Sunday, November 13, 2005

Avril Lavigne: Live at Saratoga

SARATOGA SPRINGS- She dies her hair blonde and uses an iron to keep it straight. She is engaged to the lead singer from the band Sum 41, and when she heard you can get breast cancer using it, Avril Lavigne stopped wearing deodorant.
These were some of the concerns on the minds of the dedicated followers of all things Avril. If being under this kind of fan-obsessed microscope makes life difficult, Lavigne wasn't showing any sign of it.

The soon to be 21-year-old led her bass-thumping, drum-banging and guitar-wailing ensemble onto the stage at the Saratoga Performing Arts Center on Sunday night, cranked it up full volume and ripped through the searing opener, spitting out the lyrics:
He was a sk8er boi/ She said 'See ya later boi' /He wasn't good enough for her...

A fiery sparkplug of a performer, Lavigne tore through a brief, but energetic set that delighted a gathering of 8,500. Many of the excitable throng of teenage Avril-ettes came adorned with men's ties over T-shirts and wore black eyeliner. There were a fair amount of equally pleased pre-teens as well, accompanied by their parents old enough to remember when The Ramones, a popular logo on their teens' T-shirts, were an unknown bar band on the Bowery.

From the opening salvo to the crowd-happy sing-along on 'Complicated,' it was a blistering 65-minute set.

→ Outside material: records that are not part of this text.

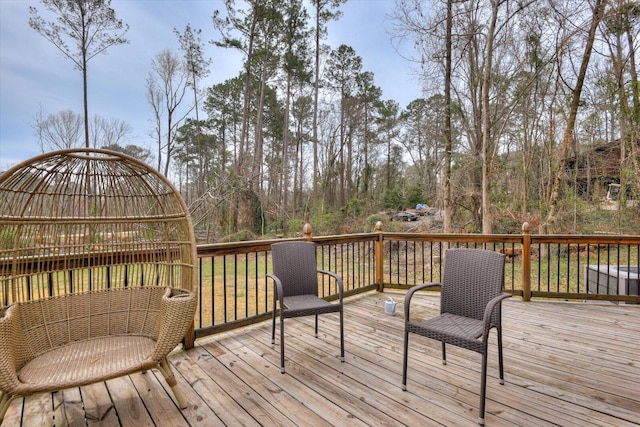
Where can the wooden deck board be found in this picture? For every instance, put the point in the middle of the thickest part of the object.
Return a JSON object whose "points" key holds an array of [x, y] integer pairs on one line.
{"points": [[565, 364]]}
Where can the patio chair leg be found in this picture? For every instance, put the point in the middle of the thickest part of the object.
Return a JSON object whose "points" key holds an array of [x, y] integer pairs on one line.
{"points": [[483, 388], [404, 360], [444, 353], [500, 364], [273, 328], [5, 402], [169, 377], [281, 344], [341, 336]]}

Lavigne slung on her guitar for '(So much for my) Happy Ending,' played piano on the tune 'Forgotten' - as the stage's deep crimson haze was interspersed by explosive white strobes - and took a turn behind the drum kit for a version of Blur's 'Song 2,' its repetitive chorus of Woo-Hoo ringing through the amphitheater.

Lavigne commanded centerstage, microphone in hand as the crowd alternately pumped their fists and waved their arms to the music, the lawn a swooning sea of neon green glow sticks and eerie orange lights that blinked from atop devil horn head caps.

Lavigne's in-between song banter was brief and to the point, much like the 18-song set itself. 'This song goes out to all the spoiled brats out there,' she announced during one particularly charged moment, introducing 'I Always Get What I Want.'

Most of the material was culled from her two albums, 2002's 'Let Go' and 'Under My Skin,' issued in 2004. She also performed a rendition of the blink-182 song, 'All the Small Things,' which out-muscled the power trio's original version for sheer rock 'n' roll joy.

Onstage, Lavigne's do-it-yourself attitude was power without pretension. Even her at-times, off-key shrill was a welcome act of spontaneity, delivered to the masses in an entertaining manner too often missing in a field dominated by the contrived Britneys and Ashleys of the world.

Her music, from the loudest rockers to the softest of ballads, was diverse as her fashion: from the top of her long blonde mane, to the scuffed bottom of her black combat boots. She wore a bright pink belt wrapped around her frame, the midsection between a pair of camouflage pants and a black mesh jersey with a T-shirt beneath it that sported a skull and cross bones and read: Rock 'n' Roll Outlaw.

Earlier in the evening, Gavin DeGraw performed a set that was as entertaining as say, being stuck in an elevator between floors. With a toothache. In fact, the 28-year-old 'performer' from the Catskills may have set a new level of uber-bland, although his stiff-as-a-corpse parody of soul-stirring classics 'Papa Was a Rolling Stone' and 'Proud Mary' were pretty funny to watch.

It was a parody, right?

by Thomas Dimopoulos
published in The Saratogian, Aug. 30, 2005.